Monday, July 20, 2009

Welcome to Texas



As I was waiting for the conductor to address the issue of the location of my bags, a man walked proudly along the train tracks waving a large Texas flag. He was yelling, “It’s all Texas. This is ALL Texas!” I wished I hadn’t been focusing on holding back tears of frustration during my conversation with the conductor, or else I would have taken a picture of this unexpected but much celebrated greeting to my new home, for now, state. “Your bags are somewhere else in Texas” the conductor assured me. I guess that means worse case they are only a few days away if they are noticed by someone who will send them back to Austin. Detachment from my belongings is a lesson I still need to learn; it was about six years ago that I arrived at Warren Wilson College for my first semester and lost all my possessions in a dorm fire my very first night. I don’t mind not having my things but it is awkward to take a shower with no towel and put on the same clothes I have worn on the train for the last three days. Luckily I haven’t lost anything but just have to practice patience.

My apartment is small, but my own. It is an efficiency, which means everything is in one room- but this is a step up from my room in Tacoma! It has it's own patio overlooking an intersection and the campus chapel. When I arrived in the apartment there was a lizard on my porch blowing a pink balloon from its throat. Strange greeting number two reminded me I am definitely not in the Northwest anymore. A neighbor took me grocery shopping; It feels so different to buy everything a person may need to cook and clean with and not have the safety of relying on a community to make ends meet and fill in the gaps. I am already missing the free, day old bagels from Starbucks and mystery meals delivered to Guadalupe House when no one was watching.

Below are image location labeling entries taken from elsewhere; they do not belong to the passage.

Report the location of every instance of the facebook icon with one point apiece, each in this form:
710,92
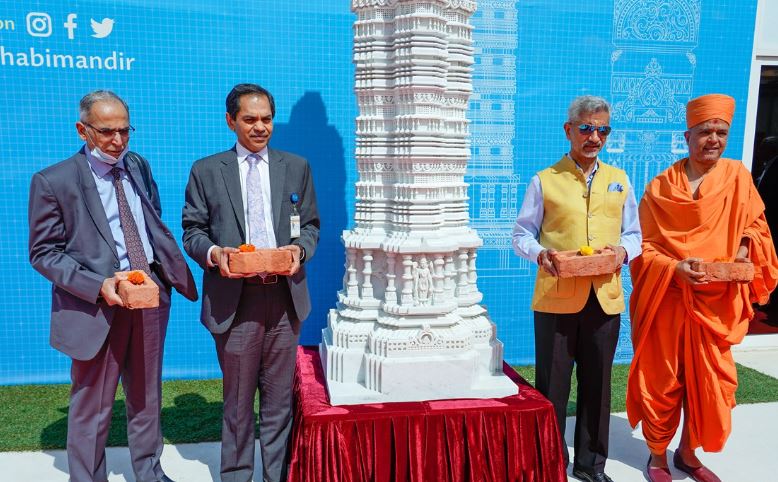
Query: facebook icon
70,25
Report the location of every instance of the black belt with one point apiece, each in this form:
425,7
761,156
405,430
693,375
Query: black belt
270,279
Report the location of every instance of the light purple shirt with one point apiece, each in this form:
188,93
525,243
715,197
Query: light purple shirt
101,172
526,230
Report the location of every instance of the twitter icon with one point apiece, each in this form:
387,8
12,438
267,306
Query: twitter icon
103,28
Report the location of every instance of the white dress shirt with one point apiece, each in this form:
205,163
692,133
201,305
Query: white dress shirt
264,174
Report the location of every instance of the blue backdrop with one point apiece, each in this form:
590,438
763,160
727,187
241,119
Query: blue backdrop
174,64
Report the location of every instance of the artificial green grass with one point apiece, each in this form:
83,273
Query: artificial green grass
34,417
753,387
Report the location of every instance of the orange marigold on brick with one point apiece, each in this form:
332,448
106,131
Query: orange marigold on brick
136,277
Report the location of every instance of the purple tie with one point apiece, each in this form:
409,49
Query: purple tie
132,241
255,201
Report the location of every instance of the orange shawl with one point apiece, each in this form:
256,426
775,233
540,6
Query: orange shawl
676,226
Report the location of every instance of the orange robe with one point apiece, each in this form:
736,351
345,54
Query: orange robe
681,333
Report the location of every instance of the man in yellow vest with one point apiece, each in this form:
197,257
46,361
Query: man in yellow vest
579,201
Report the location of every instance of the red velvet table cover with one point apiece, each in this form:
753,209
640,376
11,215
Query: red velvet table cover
508,439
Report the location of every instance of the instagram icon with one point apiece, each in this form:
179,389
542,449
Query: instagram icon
39,24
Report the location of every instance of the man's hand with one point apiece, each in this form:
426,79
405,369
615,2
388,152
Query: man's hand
621,255
685,273
221,258
296,251
109,292
545,261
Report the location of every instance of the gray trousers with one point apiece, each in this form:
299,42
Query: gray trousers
132,352
258,352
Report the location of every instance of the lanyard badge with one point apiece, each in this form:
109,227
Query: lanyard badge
294,218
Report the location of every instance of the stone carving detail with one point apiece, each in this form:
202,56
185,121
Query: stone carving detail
408,324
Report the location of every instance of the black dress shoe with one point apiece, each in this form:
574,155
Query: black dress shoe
580,474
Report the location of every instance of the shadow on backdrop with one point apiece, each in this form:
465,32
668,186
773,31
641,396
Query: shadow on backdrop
308,134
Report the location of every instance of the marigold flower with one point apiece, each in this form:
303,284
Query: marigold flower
136,277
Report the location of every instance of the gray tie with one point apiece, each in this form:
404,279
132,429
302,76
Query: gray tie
255,201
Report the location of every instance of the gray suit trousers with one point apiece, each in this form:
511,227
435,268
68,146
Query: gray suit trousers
258,351
133,352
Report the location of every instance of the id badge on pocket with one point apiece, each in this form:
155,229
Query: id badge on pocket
294,225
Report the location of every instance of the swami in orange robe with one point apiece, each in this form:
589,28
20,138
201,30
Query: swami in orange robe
702,208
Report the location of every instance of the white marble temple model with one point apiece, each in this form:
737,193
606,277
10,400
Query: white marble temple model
408,324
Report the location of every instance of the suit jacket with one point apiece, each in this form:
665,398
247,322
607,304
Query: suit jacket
72,246
213,215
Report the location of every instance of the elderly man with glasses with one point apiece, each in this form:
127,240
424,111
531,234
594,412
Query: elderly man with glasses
91,215
579,202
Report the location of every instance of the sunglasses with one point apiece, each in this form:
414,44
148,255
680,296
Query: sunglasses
588,129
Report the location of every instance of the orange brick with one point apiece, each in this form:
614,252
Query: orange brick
261,261
723,271
138,296
570,264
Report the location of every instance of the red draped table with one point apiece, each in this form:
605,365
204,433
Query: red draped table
481,440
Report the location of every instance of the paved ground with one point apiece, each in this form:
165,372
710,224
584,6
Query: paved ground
748,457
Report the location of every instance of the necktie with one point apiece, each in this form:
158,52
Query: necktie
255,201
132,241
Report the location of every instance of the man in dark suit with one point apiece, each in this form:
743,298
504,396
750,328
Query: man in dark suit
252,194
92,215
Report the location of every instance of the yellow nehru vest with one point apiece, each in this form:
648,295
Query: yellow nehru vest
575,216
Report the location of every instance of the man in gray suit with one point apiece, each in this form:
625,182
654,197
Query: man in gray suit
91,215
255,195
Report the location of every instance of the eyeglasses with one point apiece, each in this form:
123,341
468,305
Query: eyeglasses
588,129
110,133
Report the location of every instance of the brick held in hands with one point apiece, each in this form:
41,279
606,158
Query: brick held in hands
570,264
137,296
725,271
261,261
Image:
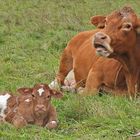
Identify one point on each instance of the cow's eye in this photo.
(127, 26)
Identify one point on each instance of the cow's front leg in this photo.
(52, 118)
(131, 81)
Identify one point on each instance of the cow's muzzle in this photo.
(101, 42)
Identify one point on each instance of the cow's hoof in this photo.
(51, 125)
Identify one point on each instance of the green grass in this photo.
(33, 34)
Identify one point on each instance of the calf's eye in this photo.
(48, 96)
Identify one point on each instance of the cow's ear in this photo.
(25, 90)
(56, 94)
(98, 21)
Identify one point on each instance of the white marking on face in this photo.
(3, 103)
(40, 91)
(28, 100)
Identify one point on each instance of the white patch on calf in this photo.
(40, 91)
(3, 103)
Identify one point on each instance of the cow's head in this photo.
(118, 35)
(41, 96)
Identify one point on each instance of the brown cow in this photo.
(105, 74)
(79, 56)
(32, 106)
(120, 39)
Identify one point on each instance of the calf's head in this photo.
(41, 98)
(118, 33)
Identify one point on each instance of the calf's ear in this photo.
(98, 21)
(56, 94)
(25, 90)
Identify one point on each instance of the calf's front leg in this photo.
(52, 118)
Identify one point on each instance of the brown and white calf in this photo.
(33, 106)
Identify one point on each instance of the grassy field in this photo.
(33, 34)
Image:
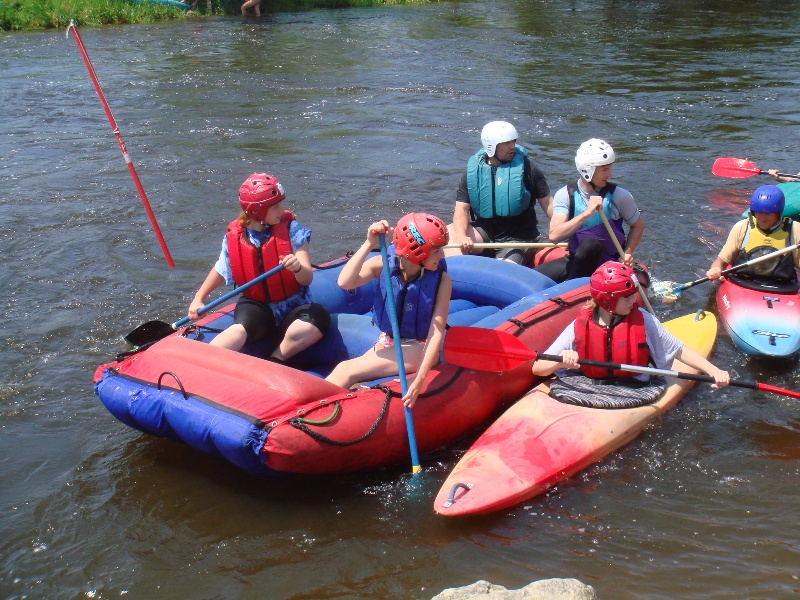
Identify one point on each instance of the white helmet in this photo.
(593, 153)
(495, 133)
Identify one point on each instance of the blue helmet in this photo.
(768, 199)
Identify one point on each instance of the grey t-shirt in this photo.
(622, 204)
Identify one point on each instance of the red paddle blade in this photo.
(734, 168)
(484, 349)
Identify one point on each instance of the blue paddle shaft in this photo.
(401, 365)
(229, 295)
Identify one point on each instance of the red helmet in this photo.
(610, 282)
(258, 193)
(417, 234)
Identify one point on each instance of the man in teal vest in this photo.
(495, 199)
(576, 217)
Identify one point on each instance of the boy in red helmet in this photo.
(421, 289)
(608, 329)
(261, 238)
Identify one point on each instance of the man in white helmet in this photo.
(576, 219)
(495, 198)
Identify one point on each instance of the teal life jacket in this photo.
(497, 191)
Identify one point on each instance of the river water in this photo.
(366, 114)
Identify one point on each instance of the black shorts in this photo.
(521, 256)
(258, 319)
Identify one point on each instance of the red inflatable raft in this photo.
(272, 419)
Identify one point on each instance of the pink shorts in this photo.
(386, 341)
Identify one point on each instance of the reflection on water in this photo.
(367, 114)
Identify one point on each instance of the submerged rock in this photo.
(546, 589)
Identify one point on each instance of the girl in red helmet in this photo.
(262, 237)
(611, 329)
(421, 288)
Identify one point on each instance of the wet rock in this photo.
(546, 589)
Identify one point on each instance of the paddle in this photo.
(492, 350)
(121, 143)
(670, 290)
(152, 331)
(494, 245)
(740, 168)
(621, 253)
(401, 365)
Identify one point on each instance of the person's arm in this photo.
(547, 206)
(728, 252)
(460, 225)
(213, 281)
(562, 227)
(356, 272)
(694, 359)
(299, 264)
(545, 368)
(433, 344)
(563, 346)
(632, 240)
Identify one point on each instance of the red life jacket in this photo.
(625, 342)
(248, 262)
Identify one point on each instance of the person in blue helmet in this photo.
(775, 174)
(762, 232)
(497, 196)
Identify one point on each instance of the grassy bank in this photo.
(29, 15)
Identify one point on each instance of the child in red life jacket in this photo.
(261, 238)
(421, 288)
(637, 337)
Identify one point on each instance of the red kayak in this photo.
(540, 441)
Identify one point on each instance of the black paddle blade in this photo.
(149, 332)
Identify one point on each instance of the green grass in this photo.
(24, 15)
(28, 15)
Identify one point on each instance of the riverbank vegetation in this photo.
(28, 15)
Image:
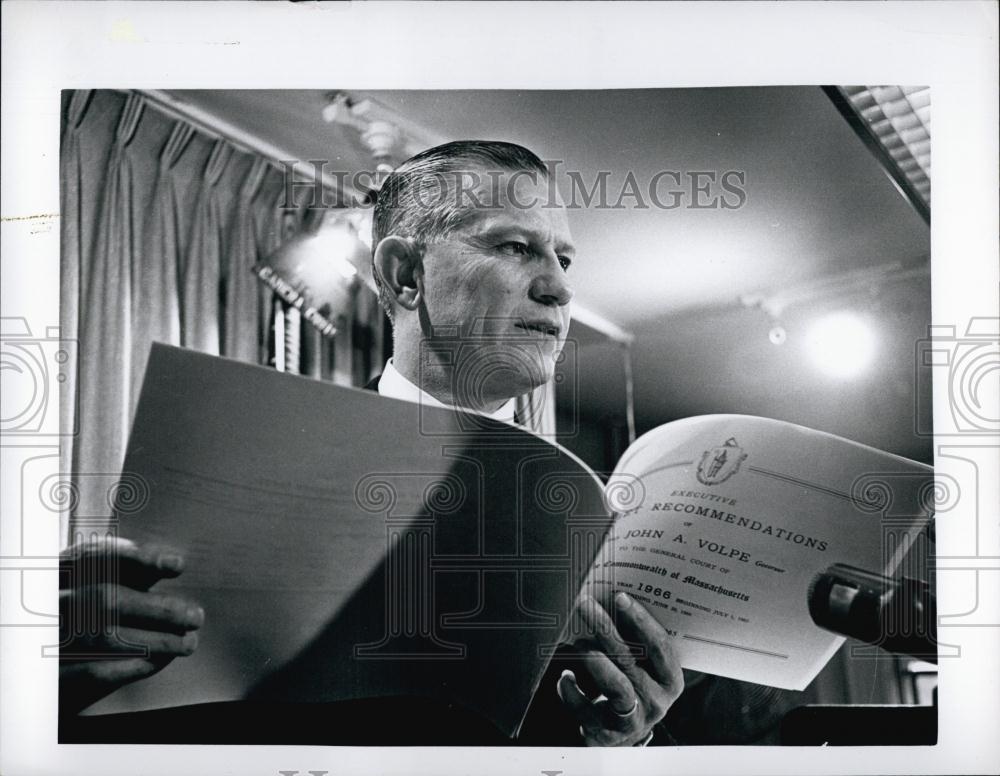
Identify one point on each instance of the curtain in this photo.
(161, 227)
(104, 325)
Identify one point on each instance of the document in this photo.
(724, 521)
(346, 545)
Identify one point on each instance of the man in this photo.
(471, 243)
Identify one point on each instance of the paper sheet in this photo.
(725, 521)
(345, 545)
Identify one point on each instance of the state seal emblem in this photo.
(720, 463)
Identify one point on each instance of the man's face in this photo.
(496, 287)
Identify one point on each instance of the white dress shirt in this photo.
(395, 386)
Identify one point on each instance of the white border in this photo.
(950, 45)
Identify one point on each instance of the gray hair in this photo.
(419, 199)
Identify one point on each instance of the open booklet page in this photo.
(726, 519)
(345, 545)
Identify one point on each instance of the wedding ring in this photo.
(627, 714)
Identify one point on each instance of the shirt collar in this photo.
(393, 385)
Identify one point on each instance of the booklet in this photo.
(345, 545)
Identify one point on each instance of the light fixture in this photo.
(895, 123)
(314, 276)
(841, 345)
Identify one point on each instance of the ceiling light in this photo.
(840, 345)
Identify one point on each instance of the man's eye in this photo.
(514, 248)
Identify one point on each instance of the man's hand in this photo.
(627, 695)
(112, 630)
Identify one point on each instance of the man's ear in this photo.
(398, 263)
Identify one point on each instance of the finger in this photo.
(637, 624)
(115, 559)
(114, 672)
(128, 642)
(610, 682)
(579, 704)
(601, 629)
(590, 715)
(94, 608)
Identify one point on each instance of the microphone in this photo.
(898, 615)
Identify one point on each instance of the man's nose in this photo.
(551, 286)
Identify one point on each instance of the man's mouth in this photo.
(542, 327)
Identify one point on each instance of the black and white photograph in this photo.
(371, 408)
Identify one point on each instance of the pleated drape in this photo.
(161, 227)
(157, 267)
(105, 331)
(69, 273)
(203, 265)
(242, 298)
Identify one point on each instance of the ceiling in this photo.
(818, 209)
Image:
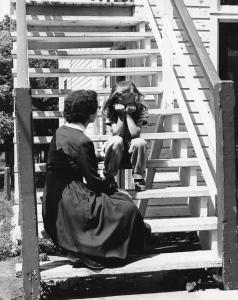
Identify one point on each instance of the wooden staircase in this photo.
(181, 195)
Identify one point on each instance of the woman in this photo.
(83, 213)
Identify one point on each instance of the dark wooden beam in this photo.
(31, 275)
(226, 185)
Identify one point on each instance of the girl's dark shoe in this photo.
(83, 261)
(139, 185)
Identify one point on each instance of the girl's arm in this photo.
(119, 127)
(134, 129)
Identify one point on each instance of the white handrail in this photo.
(186, 115)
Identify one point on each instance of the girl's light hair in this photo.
(119, 89)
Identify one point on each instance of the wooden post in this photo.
(23, 113)
(30, 265)
(226, 185)
(7, 184)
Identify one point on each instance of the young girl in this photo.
(126, 113)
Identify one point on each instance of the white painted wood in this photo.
(162, 261)
(22, 62)
(48, 93)
(158, 163)
(187, 119)
(85, 36)
(42, 20)
(182, 224)
(169, 192)
(46, 72)
(59, 114)
(103, 138)
(90, 53)
(206, 115)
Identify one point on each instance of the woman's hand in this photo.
(119, 108)
(130, 109)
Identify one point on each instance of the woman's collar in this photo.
(78, 126)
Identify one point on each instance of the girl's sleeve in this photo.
(87, 161)
(142, 116)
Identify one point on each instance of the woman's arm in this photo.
(87, 161)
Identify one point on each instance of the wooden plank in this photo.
(103, 138)
(198, 46)
(90, 54)
(182, 224)
(168, 192)
(192, 132)
(59, 269)
(46, 72)
(205, 114)
(226, 183)
(68, 37)
(48, 93)
(31, 278)
(120, 21)
(59, 114)
(151, 163)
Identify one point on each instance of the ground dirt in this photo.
(10, 286)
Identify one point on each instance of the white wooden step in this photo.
(59, 269)
(152, 163)
(168, 192)
(77, 3)
(48, 93)
(103, 138)
(182, 224)
(47, 72)
(174, 224)
(59, 114)
(71, 72)
(89, 54)
(120, 21)
(68, 37)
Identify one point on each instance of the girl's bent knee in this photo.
(138, 142)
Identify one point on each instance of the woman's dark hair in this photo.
(118, 90)
(79, 105)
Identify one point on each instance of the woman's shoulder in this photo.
(71, 135)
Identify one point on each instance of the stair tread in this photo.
(71, 72)
(59, 114)
(38, 20)
(102, 138)
(50, 36)
(90, 54)
(60, 268)
(64, 92)
(158, 163)
(182, 224)
(79, 3)
(168, 192)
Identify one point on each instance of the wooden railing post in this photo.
(24, 139)
(226, 184)
(7, 184)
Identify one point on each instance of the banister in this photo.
(202, 55)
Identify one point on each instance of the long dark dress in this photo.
(84, 218)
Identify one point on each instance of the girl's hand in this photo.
(130, 109)
(119, 108)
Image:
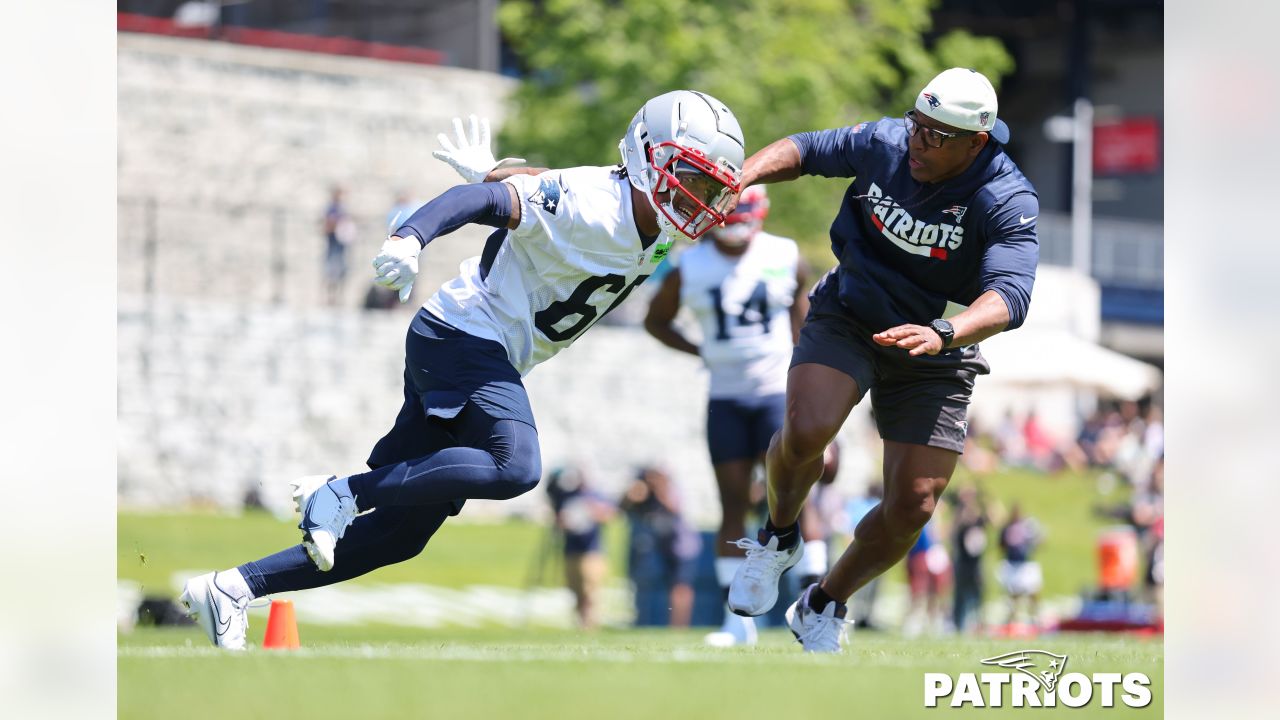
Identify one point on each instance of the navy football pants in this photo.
(475, 456)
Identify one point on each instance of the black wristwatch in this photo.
(945, 331)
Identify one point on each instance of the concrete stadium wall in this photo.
(218, 400)
(227, 153)
(232, 377)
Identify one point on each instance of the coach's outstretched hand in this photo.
(471, 156)
(918, 340)
(396, 264)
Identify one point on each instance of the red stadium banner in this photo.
(1127, 146)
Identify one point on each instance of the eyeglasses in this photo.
(932, 137)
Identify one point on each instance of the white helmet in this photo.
(689, 146)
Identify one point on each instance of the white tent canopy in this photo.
(1040, 358)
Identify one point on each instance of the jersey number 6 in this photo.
(579, 305)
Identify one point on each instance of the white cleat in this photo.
(818, 632)
(325, 515)
(223, 618)
(755, 584)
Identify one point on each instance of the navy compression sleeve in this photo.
(1009, 263)
(487, 203)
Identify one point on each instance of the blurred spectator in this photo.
(401, 210)
(928, 574)
(339, 231)
(979, 456)
(579, 515)
(1010, 442)
(1018, 573)
(1038, 445)
(969, 543)
(663, 550)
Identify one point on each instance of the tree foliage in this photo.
(781, 65)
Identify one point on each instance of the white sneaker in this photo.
(755, 584)
(325, 515)
(223, 618)
(735, 630)
(817, 632)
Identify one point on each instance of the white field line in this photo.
(506, 655)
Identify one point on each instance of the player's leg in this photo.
(728, 438)
(818, 400)
(466, 384)
(814, 528)
(914, 478)
(219, 601)
(496, 459)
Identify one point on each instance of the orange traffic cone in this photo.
(282, 628)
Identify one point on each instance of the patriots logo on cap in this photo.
(1027, 661)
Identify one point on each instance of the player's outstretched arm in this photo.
(470, 156)
(396, 264)
(986, 317)
(662, 314)
(777, 162)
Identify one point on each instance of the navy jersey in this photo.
(909, 249)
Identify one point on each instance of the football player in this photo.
(748, 291)
(937, 249)
(570, 245)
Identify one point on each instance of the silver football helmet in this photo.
(684, 150)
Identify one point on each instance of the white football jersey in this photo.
(743, 305)
(575, 256)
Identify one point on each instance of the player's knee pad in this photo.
(521, 466)
(906, 518)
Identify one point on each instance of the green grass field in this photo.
(379, 670)
(382, 671)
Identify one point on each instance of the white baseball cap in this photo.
(963, 99)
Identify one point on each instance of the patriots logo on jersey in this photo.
(547, 195)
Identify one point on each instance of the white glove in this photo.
(396, 264)
(471, 158)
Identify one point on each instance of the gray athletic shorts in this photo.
(919, 400)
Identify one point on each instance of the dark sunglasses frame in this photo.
(932, 137)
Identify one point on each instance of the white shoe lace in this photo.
(822, 632)
(760, 559)
(347, 513)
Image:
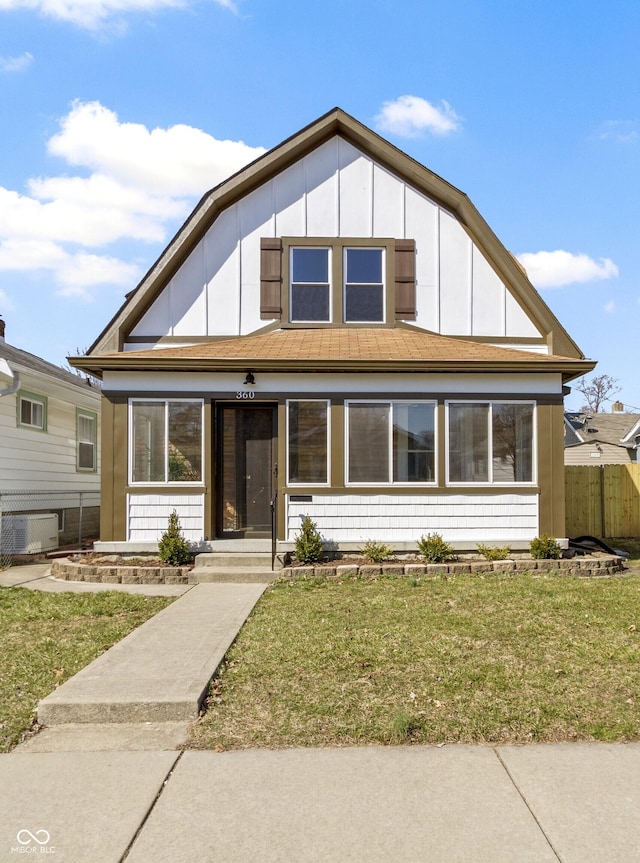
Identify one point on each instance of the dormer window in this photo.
(306, 280)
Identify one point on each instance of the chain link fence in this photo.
(37, 522)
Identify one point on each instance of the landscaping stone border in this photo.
(118, 574)
(584, 567)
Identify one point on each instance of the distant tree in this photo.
(596, 392)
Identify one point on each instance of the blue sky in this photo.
(117, 115)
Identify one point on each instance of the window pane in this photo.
(148, 442)
(308, 442)
(413, 443)
(364, 266)
(185, 441)
(369, 442)
(85, 455)
(310, 302)
(363, 303)
(310, 265)
(363, 285)
(512, 443)
(468, 443)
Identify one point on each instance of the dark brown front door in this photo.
(245, 470)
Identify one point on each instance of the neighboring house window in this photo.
(166, 440)
(32, 410)
(490, 442)
(390, 442)
(337, 280)
(308, 442)
(87, 439)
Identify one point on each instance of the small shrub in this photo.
(545, 548)
(309, 545)
(494, 552)
(173, 548)
(434, 549)
(376, 552)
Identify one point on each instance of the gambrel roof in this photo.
(336, 123)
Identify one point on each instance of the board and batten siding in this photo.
(405, 518)
(148, 515)
(335, 191)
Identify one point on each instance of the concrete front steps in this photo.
(236, 561)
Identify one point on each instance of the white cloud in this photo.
(180, 160)
(410, 116)
(622, 131)
(92, 14)
(16, 64)
(554, 269)
(141, 183)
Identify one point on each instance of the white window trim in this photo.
(33, 398)
(92, 415)
(390, 482)
(490, 483)
(383, 284)
(291, 482)
(166, 482)
(329, 283)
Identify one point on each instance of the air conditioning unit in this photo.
(29, 533)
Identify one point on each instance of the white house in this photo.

After months of anticipation I have arrived in Austin and after years of consideration, I can now call myself a seminarian. What a shift in lifestyle I have ahead of me! I can feel its impact already and I have only been away a few weeks, and in this apartment a few hours. Besides the humming of the fridge and air conditioner, there is stillness and silence that doesn’t come often in the Catholic Worker. There are no harmonies of screaming voices, laughter and footsteps above my bedroom. I will miss the flow of faces at our door, community meals and a shared vision and endless work. I am grateful for the opportunity to attend seminary and engage different parts of my being in different parts of the church- but I fear I will loose myself without the works that have filled so much of my life over the past several years. I have thought of myself as one who prays very actively through works. Please pray with me that I will find a new balance and discernment of God’s presence and work in myself and the world.